Naïma est une poupée noire qui ressemble aux petites filles qui jouent avec depuis maintenant près de onze ans en Côte d’Ivoire, et à présent au-delà des frontières ivoiriennes. Sa maman s’appelle Sara Coulibaly. Elle est la porteuse de ce projet d’un jouet qu’elle surnomme elle-même « ludo-identitaire » en proposant aux enfants africains des jouets qui leurs ressemblent.
Dans ses bureaux de la Palmeraie à Abidjan, Sara Coulibaly, la maman de la marque Naïma Dolls, a fait d’un défi ludique pour sa première fille une entreprise prospère. Une réussite qui a débuté, comme souvent, avec une bonne idée et trois bouts de ficelle :
« Je pense que je suis la première, en Côte d’Ivoire, à avoir pensé aux petites filles africaines en se disant que ce n’est pas normal qu’on joue avec des jouets qui ne nous ressemblent pas. »
Une production de 150 000 poupées par an désormais
« On a commencé à créer des petites Naïma, pour la petite Naïma à qui j’ai donné vie il y a 11 ans maintenant. Ma mère, ma grand-mère, tout le monde a mis la main à la pâte dans ce projet. On n’a pas commencé avec grands moyens : c’était 500 poupées, un site internet, sur fonds propres et beaucoup, beaucoup de courage et de passion » , poursuit Sara Coulibaly.

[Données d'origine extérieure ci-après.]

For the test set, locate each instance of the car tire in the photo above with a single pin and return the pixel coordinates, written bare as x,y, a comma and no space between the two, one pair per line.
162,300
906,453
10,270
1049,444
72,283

Naïma, une jolie poupée noire aux cheveux crépus, s’arrache dans les magasins de la Côte d’Ivoire, du Sénégal, du Gabon ou même encore en Europe et aux États-Unis. Victime de son succès, la production est passée, en 11 ans, de quelques centaines à 150 000 pièces par an. Mais pour répondre aux normes internationales, il a fallu abandonner le conditionnement et les robes façonnées à Abidjan pour une fabrication à l’étranger. C’est le revers d’une médaille qui a quand même permis à Naïma Dolls de passer d’une dizaine de salariés à près de 50 aujourd’hui. Et avec une idée bien précise pour Sara Coulibaly :
« On a abandonné le conditionnement local pour aller à la quête du volume, pour ensuite récupérer la production et développer un marché véritablement en Afrique. Donc oui, j’assume d’avoir changé le lieu de production pour gagner en qualité, gagner en volume et pouvoir aller à la conquête de nouveaux marchés de façon beaucoup plus digne. Parce qu’une marque africaine vient des fois avec ses stéréotypes en termes de qualité. Et pour nous, la qualité, les normes, c’était très important. Il fallait qu’on puisse passer toutes les frontières en se disant que ce n’est pas parce que c’est une marque africaine qu’elle ne peut pas être vendue aux États-Unis, etc. Et maintenant que c’est fait, on peut maintenant espérer récupérer la production en Côte d’Ivoire. »

Une « »ludo-éducation » dédiée à la jeunesse ivoirienne »
La marque a diversifié ses jeux pour développer ce que Sara appelle la « ludo-éducation » dédiée à la jeunesse ivoirienne :
« La »ludo-éducation identitaire », c’est simplement utiliser le jeu pour rétablir tout ce qui est le gap en termes de connaissance de soi, de son identité et de sa culture. Dans la main, j’ai un jeu de cartes, un puzzle sur la Côte d’Ivoire où on peut découvrir les richesses du pays, où il y a des illustrations de toutes les personnalités qui ont pu marquer la Côte d’Ivoire. Et on a fait la même chose sur les villes de la Côte d’Ivoire. On a plusieurs jeux de société qu’on a développés comme ça, où on apprend aux enfants, ivoiriens ou non, à découvrir la Côte d’Ivoire et l’Afrique de façon plus générale. On donne ainsi des billes pour ouvrir des discussions intergénérationnelles, interculturelles et puis, transmettre toujours un bout de la Côte d’Ivoire à tout le monde. »
Parmi les dernières créations : Le grand secret du musée, un livre illustré et coédité par l’Unesco, sous la direction de Maïmouna Camara, chargée du programme Culture à l’Unesco d’Abidjan :
« Pour la transmission de nos valeurs, il faut qu’on puisse impliquer de plus en plus les enfants et les adolescents pour expliquer, dans un langage assez accessible, certaines thématiques que nous portons. C’est la raison qui nous a poussé à travailler avec Sara Coulibaly, pour permettre aux adolescents de mieux s’approprier leur patrimoine culturel, pour parler du Djidji Ayôkwé, pour que tous ces enfants ivoiriens puissent connaître l’histoire de ce tambour-parleur. »
Le livre consacré au tambour Djidji Ayôkwé a été présenté au salon du livre d’Abidjan. Le prochain ouvrage permettra à Naïma de faire découvrir aux enfants ivoiriens l’histoire de la ville de Grand-Bassam.